Lets say having one and knowing how to use it can make you mucho money. One of the things I added to my wholesaling in the early years was buying and selling notes and a decent calculator was a prime tool. And then I discovered by mistake it helped convince some sellers to sell to me.
The seller was a bear and unreasonable as could be and I wanted a little time to think and I felt the calculator in my pocket and took it out and used it to kill some time and think, I finally cleared it and entered the price I was willing to pay, and then said to the seller, I’ve played with the numbers and the most I can pay is x dollars, and even at that price I could lose Money if something shows up I didn’t allow for, and this is how I make my living and I can’t do that if I don’t make any money, or even worse lose money. May I suggest that you do what I was going to do and squeeze out as much money as possible for yourself. There was a long silence and then, OK I’ll take your price, I didn’t say anything and just kept looking at my calculator and then he said I’ll tell you what I;ll knock off another $2,000 do we have a deal?

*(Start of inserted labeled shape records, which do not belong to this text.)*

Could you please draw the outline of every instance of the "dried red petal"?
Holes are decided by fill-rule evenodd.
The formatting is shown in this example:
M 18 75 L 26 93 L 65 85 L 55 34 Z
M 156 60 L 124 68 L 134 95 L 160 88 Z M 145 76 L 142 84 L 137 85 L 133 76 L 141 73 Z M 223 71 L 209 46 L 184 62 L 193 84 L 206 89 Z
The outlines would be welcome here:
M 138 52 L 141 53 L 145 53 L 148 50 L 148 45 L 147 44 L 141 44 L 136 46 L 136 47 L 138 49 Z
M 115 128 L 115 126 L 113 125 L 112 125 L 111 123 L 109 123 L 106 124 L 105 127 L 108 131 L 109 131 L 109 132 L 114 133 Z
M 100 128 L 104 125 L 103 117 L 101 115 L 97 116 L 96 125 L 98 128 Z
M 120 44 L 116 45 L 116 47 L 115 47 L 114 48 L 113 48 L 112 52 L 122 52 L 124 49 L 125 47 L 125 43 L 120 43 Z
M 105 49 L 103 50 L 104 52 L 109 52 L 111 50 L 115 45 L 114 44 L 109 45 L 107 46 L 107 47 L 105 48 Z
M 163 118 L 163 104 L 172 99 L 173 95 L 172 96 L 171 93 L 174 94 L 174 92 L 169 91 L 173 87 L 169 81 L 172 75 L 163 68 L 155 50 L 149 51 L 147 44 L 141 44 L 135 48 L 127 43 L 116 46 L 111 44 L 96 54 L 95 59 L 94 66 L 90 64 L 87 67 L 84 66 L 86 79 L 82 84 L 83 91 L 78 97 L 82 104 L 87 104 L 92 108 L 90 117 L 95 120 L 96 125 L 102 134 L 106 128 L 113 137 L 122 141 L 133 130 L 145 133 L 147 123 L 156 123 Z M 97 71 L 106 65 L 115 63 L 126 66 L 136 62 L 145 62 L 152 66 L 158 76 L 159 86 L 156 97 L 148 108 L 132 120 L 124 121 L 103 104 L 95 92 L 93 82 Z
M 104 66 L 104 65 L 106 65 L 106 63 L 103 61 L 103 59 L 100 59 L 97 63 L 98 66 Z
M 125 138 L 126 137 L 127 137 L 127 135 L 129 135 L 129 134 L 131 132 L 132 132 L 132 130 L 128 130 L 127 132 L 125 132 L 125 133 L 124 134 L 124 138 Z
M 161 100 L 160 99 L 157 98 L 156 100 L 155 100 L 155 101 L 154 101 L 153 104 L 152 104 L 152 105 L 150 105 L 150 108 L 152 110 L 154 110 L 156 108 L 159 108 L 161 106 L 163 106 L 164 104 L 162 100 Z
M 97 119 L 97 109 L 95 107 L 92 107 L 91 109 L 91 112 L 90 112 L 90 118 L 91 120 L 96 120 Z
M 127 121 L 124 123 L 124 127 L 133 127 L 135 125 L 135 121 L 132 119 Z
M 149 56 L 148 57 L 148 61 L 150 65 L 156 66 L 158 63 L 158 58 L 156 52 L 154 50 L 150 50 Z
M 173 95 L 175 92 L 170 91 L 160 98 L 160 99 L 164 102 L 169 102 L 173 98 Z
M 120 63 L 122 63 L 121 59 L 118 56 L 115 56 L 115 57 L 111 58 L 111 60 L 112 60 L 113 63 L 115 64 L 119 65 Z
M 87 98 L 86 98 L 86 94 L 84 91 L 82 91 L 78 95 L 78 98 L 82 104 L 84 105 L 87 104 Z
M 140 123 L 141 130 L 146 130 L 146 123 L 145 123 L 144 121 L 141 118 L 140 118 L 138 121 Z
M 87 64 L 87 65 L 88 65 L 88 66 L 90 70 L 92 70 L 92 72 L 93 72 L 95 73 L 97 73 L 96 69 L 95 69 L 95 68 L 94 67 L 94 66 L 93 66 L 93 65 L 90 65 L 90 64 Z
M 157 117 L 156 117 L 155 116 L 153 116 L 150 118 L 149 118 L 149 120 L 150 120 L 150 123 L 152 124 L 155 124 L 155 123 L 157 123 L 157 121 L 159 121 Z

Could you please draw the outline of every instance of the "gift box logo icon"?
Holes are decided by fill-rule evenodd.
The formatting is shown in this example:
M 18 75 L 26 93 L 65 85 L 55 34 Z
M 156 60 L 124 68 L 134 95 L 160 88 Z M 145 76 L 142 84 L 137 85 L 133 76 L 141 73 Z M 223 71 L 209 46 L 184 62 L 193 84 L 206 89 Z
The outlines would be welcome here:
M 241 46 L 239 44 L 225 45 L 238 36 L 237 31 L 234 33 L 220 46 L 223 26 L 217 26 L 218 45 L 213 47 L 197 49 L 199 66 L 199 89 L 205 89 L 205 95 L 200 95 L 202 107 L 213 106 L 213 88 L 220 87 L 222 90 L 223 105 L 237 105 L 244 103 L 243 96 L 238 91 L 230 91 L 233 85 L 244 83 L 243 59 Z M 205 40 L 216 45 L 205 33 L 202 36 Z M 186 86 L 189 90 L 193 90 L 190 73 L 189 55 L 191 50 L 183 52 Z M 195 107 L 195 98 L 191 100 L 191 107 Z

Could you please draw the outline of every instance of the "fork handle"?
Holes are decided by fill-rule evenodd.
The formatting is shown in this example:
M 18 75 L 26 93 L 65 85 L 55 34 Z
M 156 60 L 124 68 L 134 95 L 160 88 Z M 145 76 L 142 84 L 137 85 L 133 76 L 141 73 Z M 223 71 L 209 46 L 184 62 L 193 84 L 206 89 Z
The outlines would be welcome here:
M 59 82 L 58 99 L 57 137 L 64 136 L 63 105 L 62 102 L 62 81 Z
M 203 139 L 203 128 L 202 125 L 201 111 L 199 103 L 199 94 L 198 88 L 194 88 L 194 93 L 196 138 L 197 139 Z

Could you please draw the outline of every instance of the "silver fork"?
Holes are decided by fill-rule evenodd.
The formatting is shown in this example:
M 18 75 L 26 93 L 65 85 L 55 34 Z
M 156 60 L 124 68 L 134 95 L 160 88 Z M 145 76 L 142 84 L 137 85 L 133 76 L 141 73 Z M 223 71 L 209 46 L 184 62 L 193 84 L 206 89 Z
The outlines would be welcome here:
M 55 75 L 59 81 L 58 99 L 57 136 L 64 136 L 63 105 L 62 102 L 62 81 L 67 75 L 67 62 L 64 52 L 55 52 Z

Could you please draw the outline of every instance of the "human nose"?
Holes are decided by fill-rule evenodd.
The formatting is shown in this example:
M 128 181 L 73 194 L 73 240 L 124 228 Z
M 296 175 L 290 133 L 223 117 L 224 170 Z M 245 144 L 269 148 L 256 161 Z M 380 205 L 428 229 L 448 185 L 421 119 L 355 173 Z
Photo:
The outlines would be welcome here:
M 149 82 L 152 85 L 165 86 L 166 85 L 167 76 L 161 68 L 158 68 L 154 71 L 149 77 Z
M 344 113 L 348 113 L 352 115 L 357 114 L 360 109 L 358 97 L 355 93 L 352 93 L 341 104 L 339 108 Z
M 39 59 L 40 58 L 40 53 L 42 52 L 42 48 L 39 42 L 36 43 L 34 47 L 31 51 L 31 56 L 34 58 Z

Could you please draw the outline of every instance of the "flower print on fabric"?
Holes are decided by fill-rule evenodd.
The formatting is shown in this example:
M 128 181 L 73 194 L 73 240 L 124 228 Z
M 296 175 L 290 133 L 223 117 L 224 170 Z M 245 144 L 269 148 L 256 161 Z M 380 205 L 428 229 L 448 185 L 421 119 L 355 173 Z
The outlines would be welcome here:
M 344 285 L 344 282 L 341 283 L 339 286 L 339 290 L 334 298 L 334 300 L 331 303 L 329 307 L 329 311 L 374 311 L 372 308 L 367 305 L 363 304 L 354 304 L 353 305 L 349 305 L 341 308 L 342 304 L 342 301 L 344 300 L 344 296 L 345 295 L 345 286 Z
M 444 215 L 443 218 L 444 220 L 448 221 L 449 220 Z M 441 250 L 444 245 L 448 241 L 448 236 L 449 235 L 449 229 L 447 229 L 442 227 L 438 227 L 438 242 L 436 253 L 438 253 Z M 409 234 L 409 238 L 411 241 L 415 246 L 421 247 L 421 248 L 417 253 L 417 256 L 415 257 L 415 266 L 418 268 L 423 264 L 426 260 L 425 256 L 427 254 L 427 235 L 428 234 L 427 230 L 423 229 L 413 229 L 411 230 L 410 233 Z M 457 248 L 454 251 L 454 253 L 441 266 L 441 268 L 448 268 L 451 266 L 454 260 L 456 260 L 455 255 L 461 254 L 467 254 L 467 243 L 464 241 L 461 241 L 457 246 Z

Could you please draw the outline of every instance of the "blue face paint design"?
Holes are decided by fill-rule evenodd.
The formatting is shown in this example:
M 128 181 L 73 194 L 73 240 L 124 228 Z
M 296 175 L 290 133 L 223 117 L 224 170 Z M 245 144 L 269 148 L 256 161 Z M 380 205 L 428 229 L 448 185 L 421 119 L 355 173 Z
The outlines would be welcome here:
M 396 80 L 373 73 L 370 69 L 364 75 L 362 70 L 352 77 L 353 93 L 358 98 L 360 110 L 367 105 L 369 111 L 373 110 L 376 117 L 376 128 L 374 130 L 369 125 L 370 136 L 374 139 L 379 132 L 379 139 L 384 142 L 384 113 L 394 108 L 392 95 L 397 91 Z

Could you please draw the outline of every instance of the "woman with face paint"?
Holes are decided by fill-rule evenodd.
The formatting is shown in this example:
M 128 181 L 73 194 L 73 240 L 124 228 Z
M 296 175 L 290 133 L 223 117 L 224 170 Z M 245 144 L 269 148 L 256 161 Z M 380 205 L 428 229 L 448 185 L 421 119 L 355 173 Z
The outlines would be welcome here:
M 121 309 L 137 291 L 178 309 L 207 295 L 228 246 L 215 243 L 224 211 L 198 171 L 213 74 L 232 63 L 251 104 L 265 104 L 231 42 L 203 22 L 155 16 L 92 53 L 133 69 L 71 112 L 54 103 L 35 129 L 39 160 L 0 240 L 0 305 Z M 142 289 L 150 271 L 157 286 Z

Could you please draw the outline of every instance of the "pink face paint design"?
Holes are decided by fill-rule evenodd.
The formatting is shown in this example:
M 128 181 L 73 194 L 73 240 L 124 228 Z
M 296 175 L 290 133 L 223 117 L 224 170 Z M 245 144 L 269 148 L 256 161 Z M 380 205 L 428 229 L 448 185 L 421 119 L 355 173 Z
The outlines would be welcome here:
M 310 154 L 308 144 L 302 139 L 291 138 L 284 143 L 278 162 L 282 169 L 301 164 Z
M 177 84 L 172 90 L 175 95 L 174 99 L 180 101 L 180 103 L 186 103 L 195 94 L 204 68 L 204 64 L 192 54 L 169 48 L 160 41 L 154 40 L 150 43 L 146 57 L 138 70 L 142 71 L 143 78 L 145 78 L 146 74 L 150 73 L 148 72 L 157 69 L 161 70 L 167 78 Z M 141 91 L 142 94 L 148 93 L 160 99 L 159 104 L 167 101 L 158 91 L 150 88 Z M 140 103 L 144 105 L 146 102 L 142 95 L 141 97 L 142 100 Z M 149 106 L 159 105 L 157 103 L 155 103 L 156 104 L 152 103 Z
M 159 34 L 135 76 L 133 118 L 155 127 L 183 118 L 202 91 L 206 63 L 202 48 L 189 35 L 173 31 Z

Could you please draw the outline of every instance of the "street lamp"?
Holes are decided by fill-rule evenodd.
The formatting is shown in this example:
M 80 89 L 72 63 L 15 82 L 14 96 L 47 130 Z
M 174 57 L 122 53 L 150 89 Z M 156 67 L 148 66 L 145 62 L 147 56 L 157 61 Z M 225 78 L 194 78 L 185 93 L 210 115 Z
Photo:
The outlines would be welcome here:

The first one I used is a Texas Instrument from years ago. From what I know, they all work the same, and a check in the Staples website would give you a selection of such calculators.
If you know the concept of present value, future value, it takes less than 30 minutes to figure out the calculator mechanics. To be fair, I took courses in engineering school, and finance school where they taught the concepts. In engineering school, before financial calculators, we use a book of tables.
The variables are Present value, Future value, Number of Periods, Interest Rate, the general idea is if you know three of the variables, you can figure the fourth. The trick is entering the known variables and press the button for the fourth.
Don’t know about smartphones, but you can use an Excel spreadsheet to do these calculations.
I’m a retired RE investor, and I have never used a financial calculator to do a real estate deal. The whole idea is buy low, sell high, and financial calculators don’t help me there.
Funny someone mentioned an abacus. I had to do financial rate of returns monthly using a TI financial calculator in my earlier career. They used to cost $400 each when they first came out, and one month it was unavailable, the Corporate Treasurer was out of town with it. I finished the monthly report without it. He asked how I did it, and did I borrow a book of tables? I shocked him when I pulled out a slide rule from my desk drawer, and said that’s what I used.
He didn’t believe me, and I actually had to show him how it’s done by slide rule.
The Texas Instrument BA II or BA II Plus is what I would recommend…I’ve used them over the years so much that I wore the numbers off the keys…and made fortunes doing so!
I currently have a new BA II Plus and that is what I recommend to my students who I mentor in creating (or buying) notes, mortgages, cash flows, and either keeping for wealth or reselling for profits…as well as calculating the restructuring of debt instruments.
There are a couple of great resources to learn how to use the calculator…the one I learned from is ‘Invest in Debt’ by Jimmy Napier…great book and well worth the investment…also, if you get some of the books by Lonnie Scruggs (R.I.P), he gave many examples of gigantic yields using mobile homes.
With all of the competition in the real estate investment areas, and although I have flipped hundreds of homes over the years, my preference is still investing in debt instruments for creating wealth and profits. One would want to use this calculator (or a comparable competitor) to figure out terms, pricing, yields, profits, and the like.